MEXICO CITY — A representative for a U.S. citizen who won an appeal after being jailed for nearly two years on drug and money-laundering charges said Nicaraguan authorities have not allowed him to leave the country despite his release from prison.
Jason Puracal is in a safe but undisclosed place, according to a statement released late Thursday by Eric Volz, the managing director of the David House Agency, which has been helping Puracal's family.
Volz said the defense team is unable to predict when the 35-year-old Tacoma, Washington, man will leave Nicaragua. The statement did not provide further details on how the Nicaraguan government prevented Puracal's departure.
Nicaragua's immigration chief, Maria Antonieta Novoa, said she was unaware of any government actions to keep the U.S. man in the country.
Puracal left the prison Thursday afternoon hunched down in the back seat of a car being driven by his lawyer without talking to reporters waiting outside.

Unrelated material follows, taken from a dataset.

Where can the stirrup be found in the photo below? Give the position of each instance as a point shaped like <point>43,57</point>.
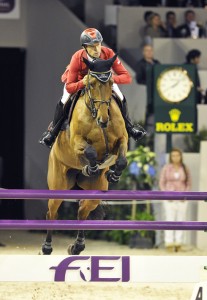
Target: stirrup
<point>47,138</point>
<point>137,132</point>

Fabbrith Gomez, Puracal's attorney, briefly stopped the car and said that Puracal, who was wearing a blue dress shirt, needed a shower and some rest, and wouldn't be speaking to the news media.
Janis Puracal, the American's sister, said the family was anxiously waiting for him to be released so he could fly back to the United States.
"The fight is not over until Jason actually is walking out of the prison and comes to the United States," his sister said by telephone before his release.
A three-judge appeals panel vacated three charges against Jason Puracal in a decision announced Wednesday. He had been convicted in August 2011 and sentenced to 22 years in prison in September.
Nicaragua's chief of organized crime prosecutors, Javier Morazan, said he was studying the ruling of the appeals court to decide which steps to take.
The appeals panel ruled that the sentencing judge failed to carefully examine the evidence and explain the reasons for convicting Puracal and 10 others. Also, the court agreed the judge had violated the defendants' rights by not allowing the defense to introduce evidence.
The case has drawn the scrutiny of U.S. lawmakers and human rights advocates who considered the judicial process marred with inconsistencies.